Bangun di pagi hari sambil meregangkan tubuh, Alice merasa anehnya segar setelah mendapatkan Mantra.
Tubuhnya terasa lebih kuat dan setiap gerakannya dipenuhi dengan energi. Dia ingin melompat, berlari, dan menikmati tubuhnya sepenuhnya namun karena terbelenggu di dalam kandang, dia harus menahan diri.
Memandang ke samping, dia melihat bahwa Lilia telah bangun tapi terlihat kehabisan energi dibandingkan dengan bagaimana perasaannya.
"Kamu baik-baik saja?" Alice bertanya dengan rasa ingin tahu saat Lilia menoleh dan memaksakan senyum.
"Ya, aku baik-baik saja. Hanya sedikit hilang semangat setelah pertarungan kemarin."

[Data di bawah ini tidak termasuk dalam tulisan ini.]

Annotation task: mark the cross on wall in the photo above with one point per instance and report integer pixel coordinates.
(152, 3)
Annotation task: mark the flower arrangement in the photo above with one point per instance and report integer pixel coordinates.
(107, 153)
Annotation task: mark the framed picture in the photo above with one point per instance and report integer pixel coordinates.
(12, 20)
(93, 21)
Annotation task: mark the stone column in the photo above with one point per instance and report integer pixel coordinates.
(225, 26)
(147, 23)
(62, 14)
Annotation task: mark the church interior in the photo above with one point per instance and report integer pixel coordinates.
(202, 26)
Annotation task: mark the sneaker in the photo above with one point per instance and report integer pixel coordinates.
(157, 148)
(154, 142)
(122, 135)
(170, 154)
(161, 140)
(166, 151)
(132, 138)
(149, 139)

". . ." Mengangguk, Alice duduk.
Dia menatap mangkuk dingin bubur yang diletakkan di kandangnya sebagai sarapan, sementara dua kata terus terpikirkan jelas di benaknya.
Dia berbohong.
Alice pernah melihat senyuman itu berkali-kali sebelumnya. Senyum yang mencoba menyembunyikan sesuatu yang mendalam. Rasa bersalah di matanya yang menggerogoti pikirannya.
Sesuatu terjadi di saat dia tidak sadar. Alice tidak tahu apa yang berubah tapi dia tahu Lilia sedang merasa sangat tentang hal itu.
"Jadi, bagaimana perasaanmu? Kamu merasa ada efek samping dari asap darah itu?" Lilia bertanya dengan kepedulian yang tulus saat Alice menangkap hal tersebut.
'Mungkin ini hanya sesuatu yang terjadi pada dirinya. Jika itu pribadi, masuk akal dia tidak ingin membaginya.'
"Aku merasa… energetik? Tidak lelah. Mungkin karena laba-laba itu mati, asapnya tidak begitu pengaruh pada aku. Itu juga berbeda dari Pemburu Senja biasa jadi mungkin efek yang berbeda." Alice berbohong. Dia tahu bahwa asap itu memang berpengaruh padanya dan habis saat dia tidur, sama dengan efek yang dia dapatkan dari minum darah Pemburu Senja.
Kedua efek samping ini tidak bisa terlalu mudah terdeteksi yang membuatnya lebih mudah untuk menarik kecurigaan dari dirinya sendiri.
Masalah sekarang adalah bagaimana dia menarik perhatian pada dirinya sendiri dengan perbuatannya membunuh laba-laba itu. Alice tidak tahu apa yang menguasainya, tapi itu tidak normal.
'Sekarang mereka melihat bagaimana aku membunuh laba-laba itu, akan ada lebih banyak tekanan dengan seberapa kuatnya musuh. Aku tidak yakin apakah mereka telah melihat Mantra di lenganku.' Alice menghela napas pada dirinya sendiri.
"Hmm itu sedikit aneh. Aku pikir kamu akan merasa sakit dengan seberapa banyak kamu bergerak kemarin." Lilia menggaruk rambutnya dengan bingung sementara Alice menggelengkan kepalanya.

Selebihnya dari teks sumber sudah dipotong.